The TurbopufferHandshake
class provides seamless integration between Chonkie’s chunking system and Turbopuffer, a high-performance vector database.
Embed and store your Chonkie chunks in Turbopuffer without ever leaving the Chonkie SDK.
The Turbopuffer Handshake requires a Turbopuffer API key. You can get one by signing up for a Turbopuffer account.
Installation
Before using the Turbopuffer handshake, make sure to install the required dependencies:
pip install chonkie[turbopuffer]
Basic Usage
Initialization
from chonkie import TurbopufferHandshake
# Initialize with default settings (requires TURBOPUFFER_API_KEY environment variable)
handshake = TurbopufferHandshake()
# Or provide an API key directly
handshake = TurbopufferHandshake(api_key="your_turbopuffer_api_key")
# Use a specific namespace
handshake = TurbopufferHandshake(namespace_name="my_documents")
# Or use an existing Turbopuffer namespace
import turbopuffer as tpuf
ns = tpuf.Namespace("existing_namespace")

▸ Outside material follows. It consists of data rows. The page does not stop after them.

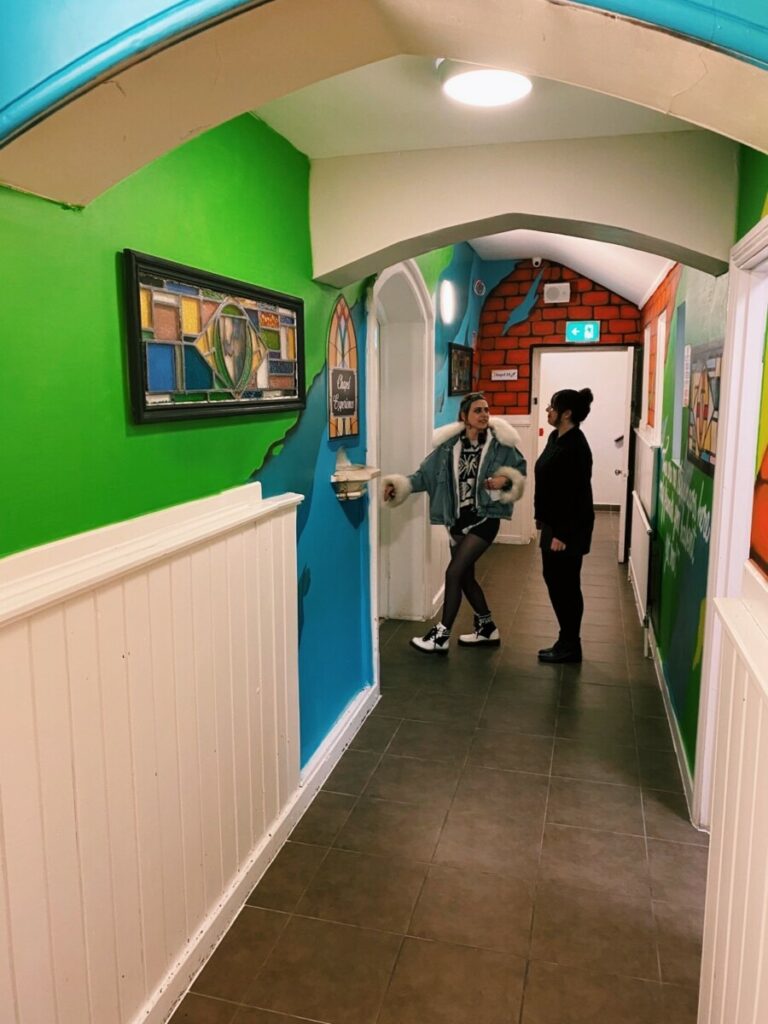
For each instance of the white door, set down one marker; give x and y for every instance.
(608, 373)
(399, 432)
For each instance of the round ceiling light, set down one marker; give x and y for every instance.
(481, 86)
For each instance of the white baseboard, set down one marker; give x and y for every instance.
(176, 983)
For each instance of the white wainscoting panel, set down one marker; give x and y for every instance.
(148, 750)
(734, 966)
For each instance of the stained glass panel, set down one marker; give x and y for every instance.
(225, 343)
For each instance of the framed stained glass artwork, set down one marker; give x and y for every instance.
(200, 344)
(343, 419)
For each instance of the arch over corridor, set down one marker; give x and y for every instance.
(141, 111)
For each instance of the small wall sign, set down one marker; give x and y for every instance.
(582, 332)
(343, 392)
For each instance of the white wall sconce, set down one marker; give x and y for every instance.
(350, 479)
(477, 86)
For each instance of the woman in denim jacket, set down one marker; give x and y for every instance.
(473, 475)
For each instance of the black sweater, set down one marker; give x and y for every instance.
(562, 499)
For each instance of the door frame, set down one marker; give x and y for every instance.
(536, 351)
(412, 275)
(734, 480)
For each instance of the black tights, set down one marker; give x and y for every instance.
(562, 573)
(460, 578)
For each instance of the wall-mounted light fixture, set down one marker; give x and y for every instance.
(478, 86)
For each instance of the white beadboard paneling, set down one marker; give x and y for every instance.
(92, 808)
(148, 751)
(25, 853)
(734, 980)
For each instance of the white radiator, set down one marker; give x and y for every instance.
(148, 750)
(640, 556)
(734, 967)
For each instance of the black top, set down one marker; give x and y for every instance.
(562, 499)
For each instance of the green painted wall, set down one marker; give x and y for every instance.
(753, 189)
(235, 202)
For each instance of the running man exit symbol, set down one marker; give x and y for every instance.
(581, 332)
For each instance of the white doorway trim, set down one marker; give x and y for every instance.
(377, 313)
(536, 397)
(734, 480)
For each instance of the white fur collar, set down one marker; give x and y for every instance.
(505, 432)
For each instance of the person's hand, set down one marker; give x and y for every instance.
(495, 482)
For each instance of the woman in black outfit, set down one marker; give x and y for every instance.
(565, 515)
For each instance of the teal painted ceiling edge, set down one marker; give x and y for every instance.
(739, 28)
(17, 112)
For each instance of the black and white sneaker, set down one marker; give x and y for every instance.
(435, 641)
(485, 635)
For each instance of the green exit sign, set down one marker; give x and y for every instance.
(582, 332)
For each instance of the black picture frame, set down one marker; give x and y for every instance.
(250, 348)
(460, 369)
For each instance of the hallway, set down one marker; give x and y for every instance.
(504, 841)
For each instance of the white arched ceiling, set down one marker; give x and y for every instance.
(672, 194)
(144, 110)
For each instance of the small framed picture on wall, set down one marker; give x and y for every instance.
(460, 369)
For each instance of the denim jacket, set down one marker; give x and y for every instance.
(438, 474)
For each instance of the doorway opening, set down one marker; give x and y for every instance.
(400, 376)
(609, 372)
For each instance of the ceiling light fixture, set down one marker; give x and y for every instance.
(477, 86)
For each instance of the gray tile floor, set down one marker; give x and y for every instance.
(504, 841)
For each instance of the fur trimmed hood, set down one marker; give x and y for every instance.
(505, 432)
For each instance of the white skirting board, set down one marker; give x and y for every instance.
(180, 978)
(148, 751)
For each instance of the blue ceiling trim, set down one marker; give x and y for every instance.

handshake = TurbopufferHandshake(namespace=ns)
Writing Chunks to Turbopuffer
from chonkie import TurbopufferHandshake, SemanticChunker
handshake = TurbopufferHandshake(namespace_name="my_documents")
chunker = SemanticChunker()
chunks = chunker("Chonkie chunks, turbopuffer puffs!")
handshake.write(chunks)
Parameters
namespace
Optional[tpuf.Namespace]
default:"None"
An existing Turbopuffer Namespace instance to use. If not provided, a new namespace will be created.
namespace_name
Union[str, Literal['random']]
default:"random"
Name of the namespace to use. If “random”, a unique name will be generated.
Only used if namespace
parameter is not provided.
embedding_model
Union[str, BaseEmbeddings]
default:"minishlab/potion-retrieval-32M"
Embedding model to use. Can be a model name or a BaseEmbeddings instance.
api_key
Optional[str]
default:"None"
Turbopuffer API key. If not provided, will look for TURBOPUFFER_API_KEY environment variable.
Authentication
You can authenticate with Turbopuffer in one of two ways:
-
Environment Variable (Recommended for development):
export TURBOPUFFER_API_KEY='your-api-key-here'
-
Directly in code (Not recommended for production):
handshake = TurbopufferHandshake(api_key="your-api-key-here")
For production environments, it’s recommended to use environment variables or a secure secret management system to handle your API keys.